Any dispute concerning the formation, applicability, interpretation, or enforceability of this Agreement, including any claim or contention that all or any part of this Agreement is void or voidable, is subject to arbitration under this Agreement. The arbitrator, and not any federal, state, or local court or agency will have authority to decide any such issue or dispute.

The arbitrator’s decision on any dispute, as well as on any Claim submitted to arbitration under this Agreement, is final and binds the parties.

If any provision of this Agreement is adjudicated to be void or otherwise unenforceable, in whole or in part, this adjudication will not invalidate the remainder of the Agreement.

Either party may bring an action in any court of competent jurisdiction to compel arbitration under this Agreement and to enforce an arbitration award.
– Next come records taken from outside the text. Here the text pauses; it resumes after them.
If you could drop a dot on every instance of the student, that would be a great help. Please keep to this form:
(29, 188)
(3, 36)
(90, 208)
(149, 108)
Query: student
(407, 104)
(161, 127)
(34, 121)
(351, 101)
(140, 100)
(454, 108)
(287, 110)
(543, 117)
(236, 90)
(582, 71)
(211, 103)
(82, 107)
Except as otherwise provided in this Agreement, both Company and Employee agree that neither party will initiate or prosecute any lawsuit or administrative action (other than an administrative charge of discrimination) that relates in any way to any Claim covered by this Agreement.

Section 22.05 Jurisdiction and Governance

The laws of the State of Pennsylvania govern this mutual agreement to arbitrate any issues arising out of this Agreement.

The interpretation and enforcement of this Agreement shall be governed by the substantive laws of the Commonwealth of Pennsylvania and the parties hereby consent to jurisdiction in Montgomery County Pennsylvania.

Section 22.06 Notices

Any notice provided for or concerning this Agreement shall be in writing and shall be deemed sufficiently given when sent by certified or registered mail if sent to the respective address of each party as set forth at the beginning of this Agreement.

Section 22.07 Attorney’s Fees

If any lawsuit is filed in relation to this Agreement, the unsuccessful party in the action shall pay to the successful party, in addition to all the sums that either party may be called on to pay, a reasonable sum for the successful party’s attorney fees.

Section 22.08 Mandatory Arbitration

Any dispute under this Agreement shall be required to be resolved by binding arbitration of the parties hereto. If the parties cannot agree on an arbitrator, each party shall select one arbitrator and both arbitrators shall then select a third. The third arbitrator so selected shall arbitrate said dispute. The arbitration shall be governed by the rules of the American Arbitration Association then in force and effect.

Section 22.09 Entire Agreement

This Agreement shall constitute the entire agreement between the parties and any prior understanding or representation of any kind preceding the date of this Agreement shall not be binding upon either party except to the extent incorporated in this Agreement.